Donde está en juego el destino del hombre la Iglesia debe estar presente y operante, no por sí misma, sino por obediencia al Maestro, único redentor del hombre. Queridos hermanos y hermanas, os invito a ser transmisores de saberes y dispensadores de lo sagrado, reconociendo la propia pobreza y la necesidad de salvación y desechando toda presunción y confianza en las propias fuerzas. Considero que el aprendizaje de la fe y el aprendizaje del estudio son como un éxodo hacia una meta que se pretende alcanzar, que exige la apuesta por la verdad y por la capacidad de interpretarla, encontrarla y vivirla.

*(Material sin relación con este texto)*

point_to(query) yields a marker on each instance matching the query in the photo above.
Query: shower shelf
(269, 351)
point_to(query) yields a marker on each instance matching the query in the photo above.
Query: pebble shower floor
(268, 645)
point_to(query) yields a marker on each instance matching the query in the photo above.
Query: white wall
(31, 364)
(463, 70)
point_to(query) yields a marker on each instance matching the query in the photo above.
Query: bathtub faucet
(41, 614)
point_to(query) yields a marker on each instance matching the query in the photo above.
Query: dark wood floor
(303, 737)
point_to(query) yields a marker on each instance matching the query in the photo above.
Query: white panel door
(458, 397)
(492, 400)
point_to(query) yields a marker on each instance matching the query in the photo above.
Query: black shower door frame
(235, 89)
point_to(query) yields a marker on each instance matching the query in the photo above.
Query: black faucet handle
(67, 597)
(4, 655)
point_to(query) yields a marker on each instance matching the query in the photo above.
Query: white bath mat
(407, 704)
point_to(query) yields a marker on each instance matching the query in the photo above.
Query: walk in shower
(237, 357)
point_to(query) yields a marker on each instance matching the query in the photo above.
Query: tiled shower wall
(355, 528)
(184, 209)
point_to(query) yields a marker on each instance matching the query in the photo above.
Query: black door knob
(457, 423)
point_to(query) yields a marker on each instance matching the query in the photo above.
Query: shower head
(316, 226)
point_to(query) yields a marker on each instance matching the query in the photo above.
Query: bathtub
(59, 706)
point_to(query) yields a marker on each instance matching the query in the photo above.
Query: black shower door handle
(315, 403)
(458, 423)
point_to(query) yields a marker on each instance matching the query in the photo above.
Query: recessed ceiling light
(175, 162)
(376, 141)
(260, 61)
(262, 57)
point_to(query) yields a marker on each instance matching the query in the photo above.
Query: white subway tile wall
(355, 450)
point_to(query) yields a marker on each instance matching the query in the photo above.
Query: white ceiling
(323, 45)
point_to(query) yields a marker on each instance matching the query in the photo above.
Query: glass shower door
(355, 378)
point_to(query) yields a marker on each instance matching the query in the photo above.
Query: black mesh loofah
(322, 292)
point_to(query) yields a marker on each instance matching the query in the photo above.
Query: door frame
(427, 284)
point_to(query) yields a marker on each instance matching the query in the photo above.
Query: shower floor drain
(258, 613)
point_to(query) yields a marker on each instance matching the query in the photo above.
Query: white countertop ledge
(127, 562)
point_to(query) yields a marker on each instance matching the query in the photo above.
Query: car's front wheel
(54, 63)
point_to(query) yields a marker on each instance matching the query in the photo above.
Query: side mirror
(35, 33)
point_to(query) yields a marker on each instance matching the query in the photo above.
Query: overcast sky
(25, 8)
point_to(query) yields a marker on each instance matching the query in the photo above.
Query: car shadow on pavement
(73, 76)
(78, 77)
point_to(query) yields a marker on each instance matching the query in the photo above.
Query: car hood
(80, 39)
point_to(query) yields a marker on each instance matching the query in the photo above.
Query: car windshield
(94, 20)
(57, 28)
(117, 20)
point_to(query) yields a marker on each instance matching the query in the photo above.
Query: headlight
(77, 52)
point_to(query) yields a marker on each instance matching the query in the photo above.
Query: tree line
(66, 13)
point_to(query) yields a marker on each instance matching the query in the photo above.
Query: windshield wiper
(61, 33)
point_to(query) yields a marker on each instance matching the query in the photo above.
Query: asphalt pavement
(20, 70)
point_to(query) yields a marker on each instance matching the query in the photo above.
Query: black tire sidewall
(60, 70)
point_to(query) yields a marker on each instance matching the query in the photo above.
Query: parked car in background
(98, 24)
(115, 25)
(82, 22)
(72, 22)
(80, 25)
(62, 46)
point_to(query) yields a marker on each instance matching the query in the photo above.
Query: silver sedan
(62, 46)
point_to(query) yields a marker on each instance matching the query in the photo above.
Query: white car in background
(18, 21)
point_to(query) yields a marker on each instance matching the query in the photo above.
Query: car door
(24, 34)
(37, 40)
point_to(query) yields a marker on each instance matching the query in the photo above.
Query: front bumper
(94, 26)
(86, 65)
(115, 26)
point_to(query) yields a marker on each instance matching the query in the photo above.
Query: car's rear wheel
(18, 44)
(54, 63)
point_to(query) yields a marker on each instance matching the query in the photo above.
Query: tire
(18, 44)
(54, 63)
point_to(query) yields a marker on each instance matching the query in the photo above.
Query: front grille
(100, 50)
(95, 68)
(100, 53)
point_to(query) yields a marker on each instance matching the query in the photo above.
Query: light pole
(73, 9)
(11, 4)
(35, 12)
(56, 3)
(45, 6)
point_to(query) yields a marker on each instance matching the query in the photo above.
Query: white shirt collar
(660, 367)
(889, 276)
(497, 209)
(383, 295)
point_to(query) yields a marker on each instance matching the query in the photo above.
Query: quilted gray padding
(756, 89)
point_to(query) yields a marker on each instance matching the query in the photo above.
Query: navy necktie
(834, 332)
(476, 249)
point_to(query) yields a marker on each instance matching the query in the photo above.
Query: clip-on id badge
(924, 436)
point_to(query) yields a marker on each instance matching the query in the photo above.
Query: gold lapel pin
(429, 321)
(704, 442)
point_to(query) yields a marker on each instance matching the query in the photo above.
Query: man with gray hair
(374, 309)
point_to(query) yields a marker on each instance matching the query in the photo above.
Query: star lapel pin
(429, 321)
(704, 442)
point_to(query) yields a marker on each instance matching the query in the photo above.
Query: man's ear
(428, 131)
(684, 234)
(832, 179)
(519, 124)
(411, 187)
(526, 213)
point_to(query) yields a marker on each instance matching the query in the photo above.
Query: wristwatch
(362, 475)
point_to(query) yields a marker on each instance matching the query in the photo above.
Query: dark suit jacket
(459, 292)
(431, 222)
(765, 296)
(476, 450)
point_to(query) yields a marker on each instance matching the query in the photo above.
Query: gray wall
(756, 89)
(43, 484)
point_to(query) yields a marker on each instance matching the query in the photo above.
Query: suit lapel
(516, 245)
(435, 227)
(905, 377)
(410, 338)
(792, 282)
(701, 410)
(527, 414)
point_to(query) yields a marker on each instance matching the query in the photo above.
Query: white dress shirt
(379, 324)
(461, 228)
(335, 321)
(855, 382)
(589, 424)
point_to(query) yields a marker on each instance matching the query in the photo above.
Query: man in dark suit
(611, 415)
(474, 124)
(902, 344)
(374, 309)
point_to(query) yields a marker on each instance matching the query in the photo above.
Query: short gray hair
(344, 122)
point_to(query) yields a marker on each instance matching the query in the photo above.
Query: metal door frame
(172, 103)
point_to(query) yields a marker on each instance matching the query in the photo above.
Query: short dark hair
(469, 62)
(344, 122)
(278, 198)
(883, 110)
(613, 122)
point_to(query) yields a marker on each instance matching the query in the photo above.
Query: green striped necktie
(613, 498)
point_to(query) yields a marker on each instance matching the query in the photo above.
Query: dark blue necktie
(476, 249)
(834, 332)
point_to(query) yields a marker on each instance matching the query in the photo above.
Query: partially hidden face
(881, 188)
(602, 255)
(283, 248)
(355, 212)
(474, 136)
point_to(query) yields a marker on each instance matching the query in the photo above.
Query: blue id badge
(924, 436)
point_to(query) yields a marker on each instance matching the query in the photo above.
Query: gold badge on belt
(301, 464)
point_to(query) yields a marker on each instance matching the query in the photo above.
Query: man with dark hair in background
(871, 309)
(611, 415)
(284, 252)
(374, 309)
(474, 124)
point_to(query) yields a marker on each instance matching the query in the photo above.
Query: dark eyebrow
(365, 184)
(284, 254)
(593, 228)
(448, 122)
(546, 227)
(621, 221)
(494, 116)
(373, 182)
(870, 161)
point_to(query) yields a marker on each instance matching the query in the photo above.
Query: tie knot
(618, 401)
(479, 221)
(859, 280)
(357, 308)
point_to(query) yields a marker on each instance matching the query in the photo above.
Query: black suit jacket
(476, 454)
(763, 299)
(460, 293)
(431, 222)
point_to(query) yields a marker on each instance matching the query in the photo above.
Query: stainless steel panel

En este día en que celebramos a san Alberto Magno, quiero recordaros que él decía que había tres clases de personas. Unas son como los vasos, que reciben y no dan nada. Otra clase de personas son como los canales, por los que pasa el agua, pero siguen sin impregnarse por esa agua. Y decía san Alberto que hay otra clase de personas, que son las personas fuente, aquellas que manan, retienen y dan. La Persona fuente por excelencia es Cristo, y a Él tenemos que imitar.

Esta fe, que los peregrinos confiesan aquí en Santiago, sigue viva gracias al coraje de los testigos y de los apóstoles. Desde vuestras delegaciones de pastoral universitaria sed testigos de esperanza para los demás y sed apóstoles enviados por el Espíritu. No olvidéis que Dios nos ayuda y también el Apóstol Santiago.